On Making Collective Heads: Performance, Choreography, Theory and the Social Body
André Lepecki

The third day of the symposium gathers together a renowned group of artists and scholars from fields such as contemporary choreography, experimental performance, affect theory, queer and neurodiversity studies, and performance studies whose ground breaking work has helped expand our understanding of the relations between brain and body, brain and art, and brain and the social-political sphere. Their different social, theoretical, and artistic practices challenge normative notions of the brain as a tightly encased organ governing a self-contained, self-possessed and autonomous agential subject, suggesting instead that the brain is never quite where it is supposed to be. Continuously spilling out across space and time, aggregating, and splitting up – and also being aggregated by other bodies, affects, and matters, including the brains and affects of non-human species and their singular modes of being – a brain’s location must necessarily then be always in a collective head (to paraphrase the title of a 1975 participatory work by Brazilian artist Lygia Clark, Cabeça coletiva). Combining lectures, intensely participatory performances, and plenty of time for dialogue, the four guests will experiment with variations on this hypothesis in differently embodied, theorized, composed and choreographed ways. The session thus offers discursive as well as artistic propositions to help us understand how artistic practices build embodied and performative technologies for making collective heads.

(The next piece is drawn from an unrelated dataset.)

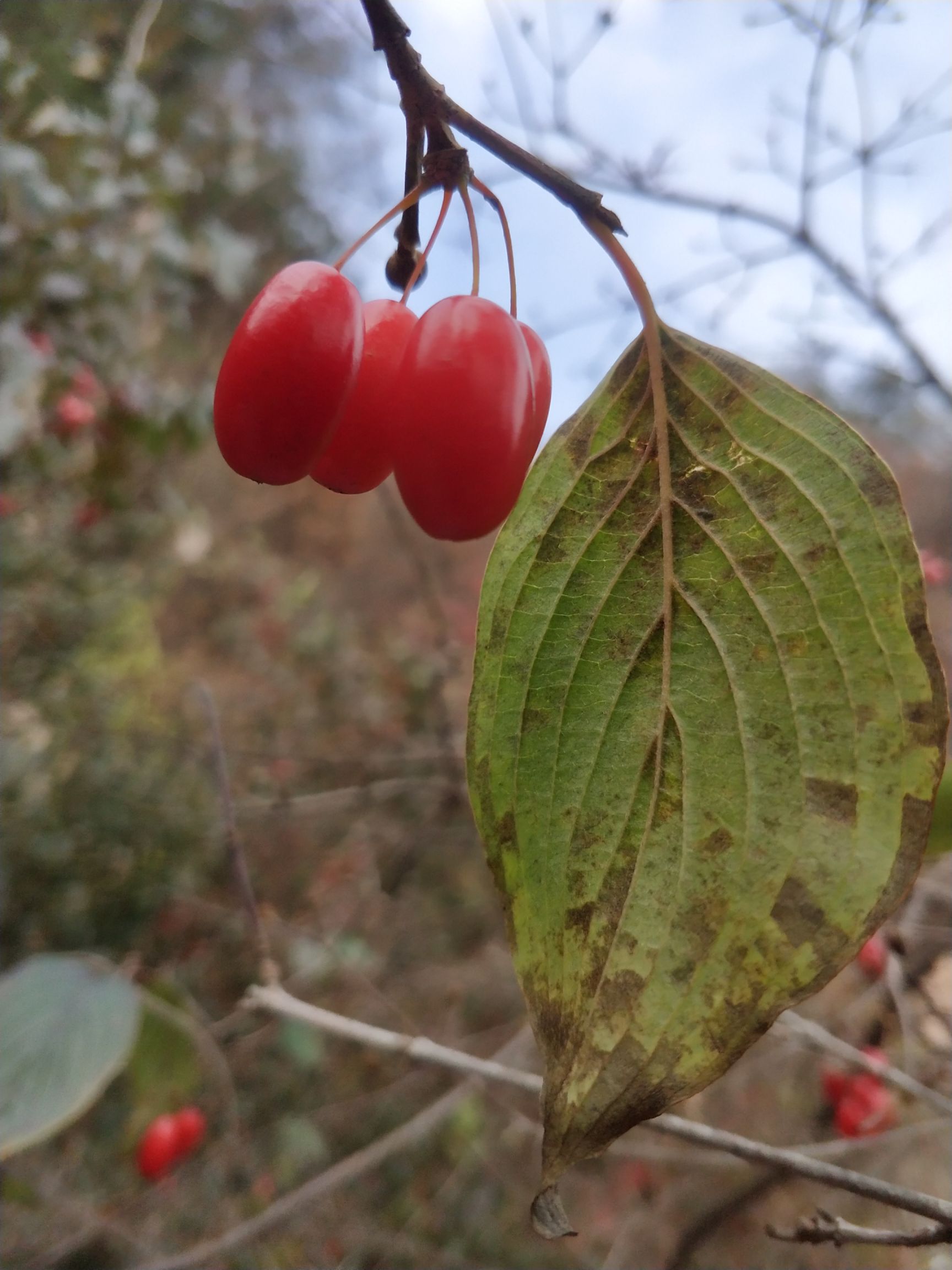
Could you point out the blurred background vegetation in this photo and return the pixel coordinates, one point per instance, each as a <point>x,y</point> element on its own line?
<point>154,173</point>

With: André Lepecki, Patricia Clough, Mette Edvardsen, Leon Hilton, and Anne Juren.

André Lepecki is Associate Professor in Performance Studies at New York University. He is editor of several anthologies on dance and performance theory including Dance (2012) and Of the Presence of the Body (2004). An independent performance curator, he has created projects for: Haus der Kulturen der Welt, Berlin; Museum of Modern Art, Warsaw; Hayward Gallery, London; Haus der Künst, Munich; and the Sydney Biennial, 2016 among others. He is the author of Singularities: dance in the age of performance (2016) and Exhausting Dance: performance and the politics of movement (2006), which has been translated into ten languages.